Yeah, Amelio and the other top guys knew by Thanksgiving that they were doomed in the Dec. quarter. And of course it was right before the NeXT deal was finalized. I remember a terse "no comment" from Jobs when a SF Chronicle reporter asked him about the fact that his 1.5 million shares had just lost $10 million in value within days after the 4Q report.
The bigger story with Apple stuffing the channel is that huge loss in the March, 1996 quarter. A $740 million loss as Amelio cleaned house. A big portion of that was writing off inventory. Apple had warehouses full of outdated systems that they'd been booking as sales. So every business reporter talks about Apple losing $1.6 billion (or whatever it is) "in the past 18 months" but really they lost hundreds of millions of those dollars in 1995. It just didn't show up until that 1996 quarter. I wouldn't be surprised if some of that stuff even came from late 1994!

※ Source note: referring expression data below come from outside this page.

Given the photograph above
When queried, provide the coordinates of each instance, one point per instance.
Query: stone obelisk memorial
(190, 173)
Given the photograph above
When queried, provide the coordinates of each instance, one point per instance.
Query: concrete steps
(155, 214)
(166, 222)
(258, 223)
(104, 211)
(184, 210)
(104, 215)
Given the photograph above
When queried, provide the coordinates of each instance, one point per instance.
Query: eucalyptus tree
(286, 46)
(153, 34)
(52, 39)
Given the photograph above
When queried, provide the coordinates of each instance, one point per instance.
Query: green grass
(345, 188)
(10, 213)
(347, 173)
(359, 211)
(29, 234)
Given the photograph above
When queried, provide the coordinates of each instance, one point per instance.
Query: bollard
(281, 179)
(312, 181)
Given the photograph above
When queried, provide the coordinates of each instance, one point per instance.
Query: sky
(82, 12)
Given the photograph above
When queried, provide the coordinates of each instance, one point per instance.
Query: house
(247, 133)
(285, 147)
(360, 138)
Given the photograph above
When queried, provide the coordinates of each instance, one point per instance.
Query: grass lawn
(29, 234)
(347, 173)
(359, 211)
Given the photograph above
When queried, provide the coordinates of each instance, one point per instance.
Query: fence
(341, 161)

Look at Novell. Every year they have to just drain the channel and show $50 million in Netware revenues for a quarter, not $175 million. They stuff, then they purge.
Reportedly, Apple has a pretty clean channel now. Maybe a bit of an overstock on the low-end models. Also the PowerBooks aren't moving that well domestically. The high end machines are always constrained, what else is new.

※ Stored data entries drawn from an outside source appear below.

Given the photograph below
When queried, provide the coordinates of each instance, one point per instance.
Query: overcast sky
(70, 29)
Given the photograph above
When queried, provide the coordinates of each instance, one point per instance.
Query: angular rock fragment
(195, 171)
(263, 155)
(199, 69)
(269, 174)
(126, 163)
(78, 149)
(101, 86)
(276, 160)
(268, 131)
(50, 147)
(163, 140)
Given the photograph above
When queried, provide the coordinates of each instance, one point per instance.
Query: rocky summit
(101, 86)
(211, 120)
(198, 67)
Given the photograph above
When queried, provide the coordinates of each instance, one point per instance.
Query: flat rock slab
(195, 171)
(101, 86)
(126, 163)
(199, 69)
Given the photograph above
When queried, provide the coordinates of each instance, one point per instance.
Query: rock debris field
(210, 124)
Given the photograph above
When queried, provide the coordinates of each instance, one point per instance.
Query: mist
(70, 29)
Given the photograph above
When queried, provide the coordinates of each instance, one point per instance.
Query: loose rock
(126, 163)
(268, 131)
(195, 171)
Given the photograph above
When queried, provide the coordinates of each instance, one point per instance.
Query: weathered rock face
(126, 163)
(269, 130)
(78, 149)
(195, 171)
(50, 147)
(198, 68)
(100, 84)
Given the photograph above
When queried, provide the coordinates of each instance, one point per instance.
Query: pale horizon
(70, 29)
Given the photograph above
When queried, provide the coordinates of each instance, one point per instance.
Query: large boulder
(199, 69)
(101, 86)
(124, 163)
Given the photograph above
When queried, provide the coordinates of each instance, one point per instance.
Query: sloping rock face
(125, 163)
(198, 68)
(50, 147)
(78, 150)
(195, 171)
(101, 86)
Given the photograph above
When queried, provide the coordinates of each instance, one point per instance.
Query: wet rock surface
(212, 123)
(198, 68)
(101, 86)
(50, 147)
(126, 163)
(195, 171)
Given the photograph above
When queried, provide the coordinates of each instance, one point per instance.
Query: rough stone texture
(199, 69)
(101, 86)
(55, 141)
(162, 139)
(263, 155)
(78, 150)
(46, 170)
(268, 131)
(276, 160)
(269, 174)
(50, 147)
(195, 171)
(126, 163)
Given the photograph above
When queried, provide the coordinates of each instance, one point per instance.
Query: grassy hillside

Alomex, you've been watching this co. looking to buy in for what, a year plus? If they give a good report this Q, don't you think things are looking up? The company isn't nearly as bloated as it used to be. If they can make a typical box maker type profit on say six or seven billion in sales, plus move into new markets with Rhapsody, don't you think it's a bargain even in the thirties?